Generalised Merge and Shrink Abstractions for Temporal Planning

Temporal planning is a hard problem that requires good heuristic and memoization strategies to solve efficiently. Merge-and-shrink abstractions have been shown to serve as effective heuristics for classical planning, but it is still unclear how to implement merge-and-shrink in the temporal domain and how effective the method is in this setting. In this paper we propose a method to compute merge-and-shrink abstractions for general temporal planning problems, in a way that is applicable to both partial- and total-order temporal planners. We extend a previous publication to allow the formalism to apply to temporal problems with non-compression safe actions, in particular through the use of a classical planning surrogate of a temporal planning task. The method relies on pre-computing heuristics as formulas of temporal variables that are evaluated at search time, and it allows to use standard merging, shrinking and pruning strategies.
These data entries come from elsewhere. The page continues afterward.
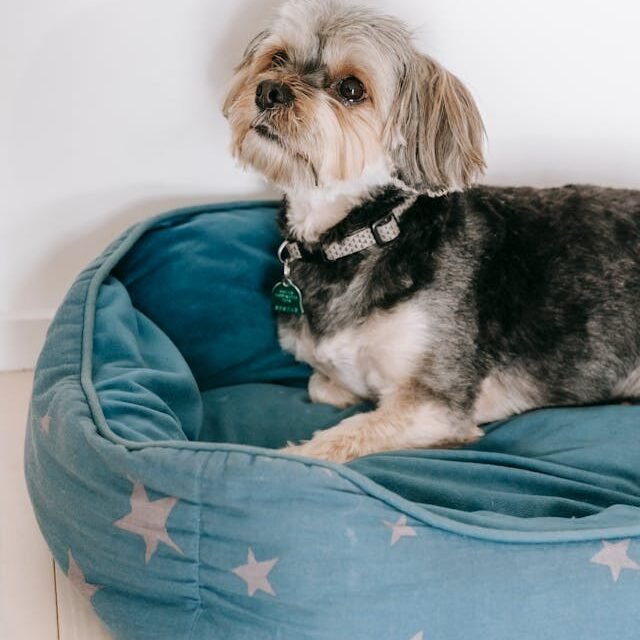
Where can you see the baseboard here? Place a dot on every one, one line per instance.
(21, 339)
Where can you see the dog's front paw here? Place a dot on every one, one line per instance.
(341, 443)
(319, 451)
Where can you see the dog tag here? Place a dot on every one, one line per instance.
(287, 298)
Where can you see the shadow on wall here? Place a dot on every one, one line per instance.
(97, 218)
(227, 53)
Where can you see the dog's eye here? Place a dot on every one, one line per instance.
(279, 58)
(351, 89)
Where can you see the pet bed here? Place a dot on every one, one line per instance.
(160, 400)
Compared to state-of-the-art Relaxed Planning Graph heuristics, we show that the method leads to improvements in coverage, computation time, and number of expanded nodes to solve optimal problems, as well as leading to improvements in unsolvability-proving of problems with deadlines, and the time to compute Minimally Unsolvable Goal Subsets (MUGS). We exhaustively test the method over these problems and various usage settings, showing improvements in coverage of up to 53%, computation time up to 60%, and expanded nodes up to 75%.